Sunday, June 19, 2011

Happy Father's Day

In honor of Father's Day here is something my dad wrote prior to the 2000 election. It's certainly better than anything I've managed to write on here:

Listening to liberal commentators and candidates for election, it is notable how often the American people are placed into subcategories such as the children, workers, elderly, rich, corporate interests, and various racial/cultural groups. Such divisions help to emphasize special concerns of each group and promote the need for multiple government programs to insure that each is cared for/dealt with properly.

Each of these groups have been given a liberal stereotype. The "children" are helpless and have no one to care for their needs (not the parents responsibility). The "workers" are always being exploited by others who must be the "non-workers." The "elderly" always live on very limited means (even though they have had a lifetime to prepare) and are consumed by health costs. Since the workers always need help; not working must be the path to becoming "rich." Only government can protect us from selfish "corporate" greed. Although liberals verbalize the commonality of man, they see a big need for preferential programs to serve separate constituencies. The bottom line is, from each according to their abilities, and to each according to their needs.

Having lived in Washington for a couple years, I did not find a paradise or a race of geniuses whose wisdom was beyond that found in any state or most localities. The growth, affluence, and congestion of the area are awesome as befitting the center of taxation and regulation of a vast and prosperous land. The many agencies are busily redistributing wealth and power to favored causes while justifying their own existence. Lobbyists, like flies to carrion, flock to this vast concentration of power.

Returning from service in WWII, my father resumed his small business as a poultry wholesaler, buying chickens and eggs from farmers and bringing them to the stores in Omaha. A developing back problem (30 dozen eggs to a case), forced him to seek different work. He learned carpentry and, later, contracting on his own while supporting a family. He and my mother taught us the value of hard work, concern for the family, and respect for our country. My brother and I each joined the US Navy when we turned 17 y.o. I paid for college with personal savings, merit-based scholarships, and, after service (including two tours in Vietnam), G.I. bill funding. After marrying, my wife and I both worked; we postponed having children; and I went back for post-graduate study. Now I have a six-figure income. I am still on my first marriage of almost 30 years; we drive Fords; and my two children get no outside aid or tuition breaks toward college costs.

I started out as the child of a working class family. We became middle class. By certain measures, we are apparently considered "rich" although after taxes it doesn't feel that way. As stockholders of various companies, we are attuned to corporate interests. If I live long enough, I will be called elderly. And yet, I am still just a boy from rural Nebraska. Child-worker-parent-corporate-rich-elderly; all that is me. I am not unusual. Working with many people of other races, cultures, and localities, I have always found a commonality in aspirations. The divisions that liberal leaders seek to make are artificial. They seek to separate us; create envy between us; and consolidate power unto themselves; also called Balkanization.

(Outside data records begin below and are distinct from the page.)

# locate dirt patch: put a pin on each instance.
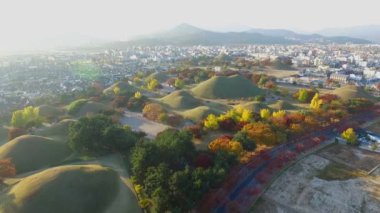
(375, 127)
(351, 157)
(300, 188)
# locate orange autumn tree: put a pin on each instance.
(262, 133)
(225, 144)
(7, 168)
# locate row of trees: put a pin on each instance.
(169, 174)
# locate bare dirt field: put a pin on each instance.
(321, 183)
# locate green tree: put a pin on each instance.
(243, 138)
(211, 122)
(265, 114)
(179, 83)
(27, 117)
(97, 135)
(316, 102)
(152, 84)
(350, 136)
(303, 95)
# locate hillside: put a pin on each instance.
(180, 100)
(350, 92)
(231, 87)
(185, 34)
(159, 76)
(254, 106)
(281, 105)
(369, 32)
(49, 111)
(30, 152)
(79, 188)
(124, 87)
(198, 113)
(58, 131)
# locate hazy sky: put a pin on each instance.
(26, 21)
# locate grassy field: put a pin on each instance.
(159, 76)
(197, 113)
(30, 152)
(74, 188)
(124, 86)
(278, 73)
(254, 106)
(221, 87)
(180, 100)
(58, 131)
(91, 107)
(350, 92)
(50, 111)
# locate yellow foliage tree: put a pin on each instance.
(116, 90)
(211, 122)
(246, 115)
(264, 113)
(138, 95)
(279, 114)
(316, 102)
(350, 136)
(152, 84)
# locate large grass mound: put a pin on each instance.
(58, 131)
(254, 106)
(180, 100)
(31, 152)
(92, 107)
(281, 105)
(159, 76)
(63, 189)
(49, 111)
(124, 88)
(351, 92)
(223, 87)
(198, 113)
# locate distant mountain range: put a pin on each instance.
(369, 32)
(186, 34)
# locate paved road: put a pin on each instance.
(249, 178)
(138, 123)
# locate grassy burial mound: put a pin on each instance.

Either the goal of these leaders is personal power, or they do not believe that we as citizens are all truly equal. They don't need someone to oversee their own lives; these programs and regulations are all for the huddled masses who lack the capability to care for themselves. If the lack is not in capability, then the resulting circumstances are simply the result of individuals' poor choices. The enthusiasm of their constituency is bolstered by the promises of a transfer of wealth and legal privilege from opposing interests and the "rich." Sort of like the pirate captain promising his crew "booty" from merchant ship prey.

What I started out with were good parents and secure values. Any wealth I have accumulated is due to appreciation and stewardship of these qualities. The opportunity is there for those who really want it. If we were dividing our family income like a pie between family members and government, the government would get two slices while the rest would each get one. When I hear that liberal cry of class warfare "Tax the rich!", I know that what they are really saying is "Tax the successful." The reason (like the famous bankrobber quote) is that is where the money is. Their thirst for power or belief in their superiority over the masses obscures any regard for issues of personal property.

The difference between success and failure life, to a great degree, comes from within. It is a spiritual quality, not a function of government. Please imagine a sports contest in which the losing team is awarded points because "they were behind." Totally ludicrous from the aspect of scoring, motivation or improvement. The proper function of government is to provide a consistent legal framework of opportunity for all Americans, not fulfill all needs or "fix" the outcome.